Селим Тринадцатый рассмеялся. Храбрость храбростью, но Фаиз был хорош собой и умел произвести впечатление — что, похоже, в конечном итоге и принесло ему две победы в один день.
— Так значит, — благодушно проговорил светлейший, — если бы он пожелал тебя в жены, ты была бы не против, Ашхен?
— А он пожелал?.. — с живостью вскинув глаза, вся вспыхнула принцесса — и тут же потупилась снова, но было поздно. Аль-маратхи расхохотался:
— Ах ты, маленькая хитрая лисичка! — с веселой укоризной воскликнул он. — Так ты уж про себя всё знаешь! Что, приглянулся тебе Фаиз?
Губы девушки предательски задрожали в улыбке. Исподлобья взглянув на отца и увидев, что тот даже не думает на нее сердиться, Ашхен бросила разыгрывать из себя покорную дочь и кивнула.
— Вот и славно, — сказал светлейший. — Да, дитя, он желает и, как я слышал, влюблен в тебя не на шутку. Если тебе это по нраву — что же, так тому и быть!
Ашхен звонко рассмеялась и обвила руками шею отца, покрывая его щеки поцелуями. Фаиз ей и вправду очень понравился. А шафи ан Махшуд, наблюдая за этой сценой сквозь тайное отверстие в стене, хитро замаскированное складками парчовых драпировок, удовлетворенно улыбнулся. Дело было сделано.
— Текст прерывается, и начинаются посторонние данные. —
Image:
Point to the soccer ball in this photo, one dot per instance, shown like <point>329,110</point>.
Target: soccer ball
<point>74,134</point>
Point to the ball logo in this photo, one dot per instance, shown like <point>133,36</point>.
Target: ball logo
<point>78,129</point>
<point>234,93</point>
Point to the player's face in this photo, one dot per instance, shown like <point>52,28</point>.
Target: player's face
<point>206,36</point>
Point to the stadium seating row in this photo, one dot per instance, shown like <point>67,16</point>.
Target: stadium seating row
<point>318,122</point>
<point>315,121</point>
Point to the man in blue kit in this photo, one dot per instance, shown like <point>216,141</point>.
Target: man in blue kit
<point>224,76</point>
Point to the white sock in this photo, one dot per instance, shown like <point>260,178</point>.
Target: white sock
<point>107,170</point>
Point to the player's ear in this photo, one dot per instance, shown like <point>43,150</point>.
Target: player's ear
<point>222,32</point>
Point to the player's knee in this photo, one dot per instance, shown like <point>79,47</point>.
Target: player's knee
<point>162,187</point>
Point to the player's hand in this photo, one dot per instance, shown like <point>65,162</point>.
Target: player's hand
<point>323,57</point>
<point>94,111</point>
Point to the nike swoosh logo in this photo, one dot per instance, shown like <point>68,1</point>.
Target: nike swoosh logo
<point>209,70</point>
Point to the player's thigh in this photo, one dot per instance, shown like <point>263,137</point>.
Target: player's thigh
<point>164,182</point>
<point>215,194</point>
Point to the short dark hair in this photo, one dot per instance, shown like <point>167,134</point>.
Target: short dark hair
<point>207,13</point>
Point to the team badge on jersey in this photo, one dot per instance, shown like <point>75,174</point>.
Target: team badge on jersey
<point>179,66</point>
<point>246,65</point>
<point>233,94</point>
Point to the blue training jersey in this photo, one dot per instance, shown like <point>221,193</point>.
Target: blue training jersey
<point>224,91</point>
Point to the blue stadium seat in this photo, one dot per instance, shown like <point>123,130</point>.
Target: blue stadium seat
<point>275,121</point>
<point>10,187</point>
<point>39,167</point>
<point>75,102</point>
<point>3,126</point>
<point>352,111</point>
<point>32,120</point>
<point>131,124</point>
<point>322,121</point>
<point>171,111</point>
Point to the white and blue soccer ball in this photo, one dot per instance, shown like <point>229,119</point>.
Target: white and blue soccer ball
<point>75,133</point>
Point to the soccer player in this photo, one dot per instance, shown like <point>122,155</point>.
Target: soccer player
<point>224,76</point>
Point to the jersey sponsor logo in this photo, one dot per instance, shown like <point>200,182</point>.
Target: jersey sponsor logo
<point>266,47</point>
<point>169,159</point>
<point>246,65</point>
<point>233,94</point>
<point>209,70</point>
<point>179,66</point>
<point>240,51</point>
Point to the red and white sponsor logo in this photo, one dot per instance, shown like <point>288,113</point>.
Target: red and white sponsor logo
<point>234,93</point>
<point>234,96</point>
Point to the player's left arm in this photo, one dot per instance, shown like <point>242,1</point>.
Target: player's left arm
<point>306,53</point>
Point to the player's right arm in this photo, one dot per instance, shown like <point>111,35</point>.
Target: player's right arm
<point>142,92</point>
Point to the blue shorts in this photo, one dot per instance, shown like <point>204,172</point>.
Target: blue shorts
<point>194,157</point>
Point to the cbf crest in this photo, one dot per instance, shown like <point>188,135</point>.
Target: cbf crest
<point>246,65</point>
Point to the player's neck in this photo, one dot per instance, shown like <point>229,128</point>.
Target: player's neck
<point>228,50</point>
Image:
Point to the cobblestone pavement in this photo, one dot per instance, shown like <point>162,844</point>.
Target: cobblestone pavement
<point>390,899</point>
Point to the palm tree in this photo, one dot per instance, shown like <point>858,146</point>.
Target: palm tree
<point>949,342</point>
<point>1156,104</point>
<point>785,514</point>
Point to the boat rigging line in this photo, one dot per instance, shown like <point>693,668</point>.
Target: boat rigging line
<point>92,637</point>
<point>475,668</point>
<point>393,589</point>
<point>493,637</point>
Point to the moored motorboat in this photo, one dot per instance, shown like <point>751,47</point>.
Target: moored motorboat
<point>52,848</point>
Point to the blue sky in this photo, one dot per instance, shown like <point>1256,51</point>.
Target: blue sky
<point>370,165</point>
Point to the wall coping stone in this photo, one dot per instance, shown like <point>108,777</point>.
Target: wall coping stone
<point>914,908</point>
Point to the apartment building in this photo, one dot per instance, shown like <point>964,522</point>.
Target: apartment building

Спустя неделю — к чему тянуть? — Фаиз ан Фарайя взял в жены любимую дочь Селима Тринадцатого, и вскоре уже весь гарем, от старшей жены до последней наложницы, исходил жгучей завистью к счастью принцессы Ашхен. Как иначе? Ей позволили самой выбрать себе мужа, и мало того, что означенный муж хорош был со всех сторон, так он еще и буквально носил ее на руках! Ее имя не сходило с его губ, он каждую свободную минуту проводил рядом с ней, а стоило принцессе обмолвиться о чем-то, чего ей хочется, как оно тут же у нее появлялось. Драгоценные украшения, редчайшие ткани и кружева, даже живой тигренок — шахри ан Фарайя не жалел золота, лишь бы порадовать супругу. Не жалел он и любви: он называл ее своей единственной, он клялся всеми богами, что никогда не возьмет себе ни второй жены, ни даже наложницы, он заботился о ее удовольствии, когда они оставались наедине… Ашхен сияла, светлейший аль-маратхи радовался за дочь, а его первый советник молча скрипел зубами. Победа осталась за шафи ан Махшудом. Даже слухи о порочных пристрастиях его ученика, что сиятельный шауки действительно распускал устами своих приверженцев, делу не помогли — да и мало кто им верил, видя счастливую улыбку Ашхен и горящие страстью глаза Фаиза. Все ночи они проводили вместе. И рабыни принцессы, среди которых не одна и не две на самом деле служили Рифат-ан-Кериму, в голос вздыхали о том, как повезло их молодой госпоже. Ее супруг был воистину неутомим. Какие мужчины? Сплетни, досужие сплетни завистников — и ничего больше!